Com a proposta orçamentária de 2025 tendo de ser enviada pelo Executivo ao Congresso até 31 de agosto, a ministra Simone Tebet prometeu detalhar as medidas em entrevista coletiva nos próximos dias. Ocorre, contudo, que o desempenho estimado das contas públicas tem piorado. Na última semana, o governo revisou a sua projeção para este ano de déficit primário, a diferença entre receitas e gastos antes do pagamento de juros, de R$ 27 bilhões para R$ 61 bilhões.
Corte de R$ 15 bilhões é insuficiente para equilibrar contas, alerta órgão do Senado
Marcus Pestana, diretor-geral do Instituto Fiscal Independente (IFI), destacou a queda nos investimentos federais e o engessamento do Orçamento como fatores que impactam negativamente a taxa de crescimento da economia e a escalada da dívida pública no Brasil. Em recente entrevista ao Correio Braziliense, ele enfatizou que, para o desenvolvimento do país, é crucial focar em investimentos estratégicos e parcerias público-privadas, em vez de apenas estimular o consumo.
Pestana comentou que o corte de R$ 15 bilhões no Orçamento, anunciado pelo governo para 30 ministérios, é insuficiente para atingir a meta de zerar o déficit. O IFI estima que seriam necessários R$ 57 bilhões para conter o aumento da dívida federal. Ele alertou que, embora o governo tenha margem de tolerância para acumular um déficit de até 0,25% do PIB em gastos primários neste ano, a tendência ainda é de um estrangulamento das contas públicas até 2027.
Ele também ressaltou que as despesas obrigatórias, como salários de servidores e Previdência, estão comprimindo despesas que incluem investimentos em áreas como saúde e educação, e aumentando a dependência de dívidas para pagar juros.

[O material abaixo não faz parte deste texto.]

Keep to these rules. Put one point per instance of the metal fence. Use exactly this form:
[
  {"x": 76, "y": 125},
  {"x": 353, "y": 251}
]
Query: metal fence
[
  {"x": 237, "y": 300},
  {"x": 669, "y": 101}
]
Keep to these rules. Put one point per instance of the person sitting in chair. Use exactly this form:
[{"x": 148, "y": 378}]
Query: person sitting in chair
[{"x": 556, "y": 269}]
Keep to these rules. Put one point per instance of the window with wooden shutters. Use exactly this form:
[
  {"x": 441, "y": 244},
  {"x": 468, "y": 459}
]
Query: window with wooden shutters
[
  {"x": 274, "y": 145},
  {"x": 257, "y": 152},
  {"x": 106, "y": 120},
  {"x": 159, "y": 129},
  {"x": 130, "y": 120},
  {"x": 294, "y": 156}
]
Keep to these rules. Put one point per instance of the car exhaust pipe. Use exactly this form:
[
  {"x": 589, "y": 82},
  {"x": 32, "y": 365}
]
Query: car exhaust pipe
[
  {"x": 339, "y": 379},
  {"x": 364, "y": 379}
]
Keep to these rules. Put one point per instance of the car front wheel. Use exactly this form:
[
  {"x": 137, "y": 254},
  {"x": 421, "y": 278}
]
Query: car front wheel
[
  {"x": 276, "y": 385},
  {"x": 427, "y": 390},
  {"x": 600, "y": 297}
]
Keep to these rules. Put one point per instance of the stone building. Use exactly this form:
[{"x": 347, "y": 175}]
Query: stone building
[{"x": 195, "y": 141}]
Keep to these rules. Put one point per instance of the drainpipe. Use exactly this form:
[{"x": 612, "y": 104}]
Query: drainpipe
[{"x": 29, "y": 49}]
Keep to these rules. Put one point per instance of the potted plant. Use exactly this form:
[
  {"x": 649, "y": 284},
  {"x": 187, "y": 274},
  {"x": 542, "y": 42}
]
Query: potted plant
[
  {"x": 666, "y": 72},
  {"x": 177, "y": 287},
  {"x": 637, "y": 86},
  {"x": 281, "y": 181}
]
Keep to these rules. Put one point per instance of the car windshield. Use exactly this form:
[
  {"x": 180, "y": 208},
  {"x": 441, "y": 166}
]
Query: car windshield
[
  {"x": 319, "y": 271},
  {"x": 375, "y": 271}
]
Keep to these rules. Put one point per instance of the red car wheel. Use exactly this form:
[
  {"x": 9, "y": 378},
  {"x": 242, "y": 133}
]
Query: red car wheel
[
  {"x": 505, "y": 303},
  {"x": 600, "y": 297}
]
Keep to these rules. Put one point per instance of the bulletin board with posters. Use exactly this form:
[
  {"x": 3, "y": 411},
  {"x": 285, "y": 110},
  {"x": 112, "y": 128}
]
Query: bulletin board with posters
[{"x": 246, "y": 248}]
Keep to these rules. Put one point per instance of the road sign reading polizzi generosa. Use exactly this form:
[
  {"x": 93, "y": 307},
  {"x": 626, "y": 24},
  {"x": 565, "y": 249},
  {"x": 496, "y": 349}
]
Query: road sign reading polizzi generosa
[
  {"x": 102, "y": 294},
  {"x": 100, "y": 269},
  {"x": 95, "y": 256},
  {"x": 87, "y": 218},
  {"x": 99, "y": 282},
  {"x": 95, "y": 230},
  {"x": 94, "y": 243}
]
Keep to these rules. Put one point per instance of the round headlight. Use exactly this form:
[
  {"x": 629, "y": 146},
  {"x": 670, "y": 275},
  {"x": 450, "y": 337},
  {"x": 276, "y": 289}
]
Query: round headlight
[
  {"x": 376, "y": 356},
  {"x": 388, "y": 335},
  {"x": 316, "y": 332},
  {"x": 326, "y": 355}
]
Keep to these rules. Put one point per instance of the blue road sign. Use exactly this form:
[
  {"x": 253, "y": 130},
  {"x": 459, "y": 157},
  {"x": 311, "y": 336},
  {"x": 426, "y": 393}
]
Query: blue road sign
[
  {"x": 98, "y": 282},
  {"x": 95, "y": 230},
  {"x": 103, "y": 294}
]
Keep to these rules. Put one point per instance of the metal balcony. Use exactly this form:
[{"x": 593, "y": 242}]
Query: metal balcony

Descontrole das contas públicas inibe investimento privado
O analista financeiro Vandyck Silveira observou que, desde o início do governo, os números macroeconômicos apontam para a escassez de caixa federal. “Fica óbvio que a conta não fecha”, resumiu. Ele destacou que, enquanto o PIB cresce a uma taxa de 2,1%, o gasto público está aumentando a 15%, com o total de despesas do governo alcançando R$ 3,7 trilhões, o que representa um quinto do PIB.
“Mesmo com esforços para contingenciar R$ 15 bilhões, o gasto anual cresce ao menos R$ 200 bilhões. Só a Previdência Social já consome quase R$ 1 trilhão, e programas como o Bolsa Família e o BPC somam R$ 500 bilhões”, sublinhou.
Ele salienta que, sem cortes substanciais, não há cenário sustentável que permita ao país retomar uma capacidade sustentável de investimento público e privado.